Methods Using seeds of P. cyrtonema as the explant material, the experiment on breaking dormancy, the disinfection of tissue-culture explants, the ratio of culture medium and plant growth regulator was conducted to screen the optimal culture medium formula for the induction, proliferation and rooting stages of P. cyrtonema.

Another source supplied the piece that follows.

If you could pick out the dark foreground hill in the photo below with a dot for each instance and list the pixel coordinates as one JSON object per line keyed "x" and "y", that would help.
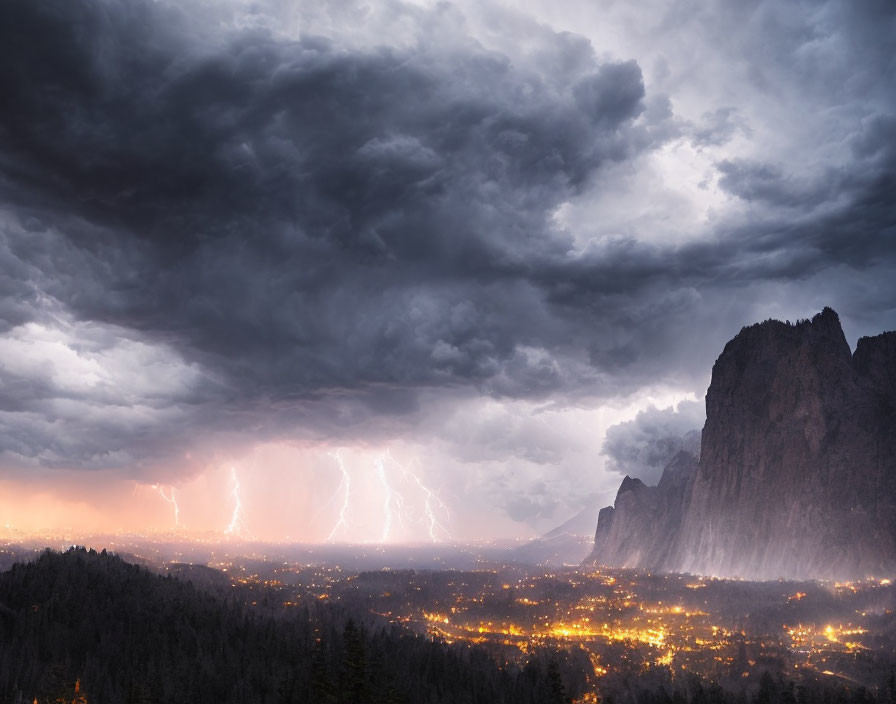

Result The best hormone combination for breaking seed dormancy was GA3 300 mg·L−1 + 2-iP 300 mg·L−1, which could improve the germination rate to 90.72%. The best disinfection scheme for explants was 75% ethanol for 30 s followed by 0.1% HgCl2 for 5 min, and then the disinfection process was repeated once on the second day to effectively lower the pollution rate. The optimal medium for proliferation was MS + NAA 0.5 mg·L−1 + 6-BA 1.0 mg·L−1, with a proliferation rate of more than 6.0 times after 45-day subculture. The best medium for rooting was MS + IBA 2.0 mg·L-1+ 6-BA 1.0 mg·L−1 + 0.1% AC, with the average number of 6.53 roots and the average root length of 8.56 cm after 45 days’ rooting culture.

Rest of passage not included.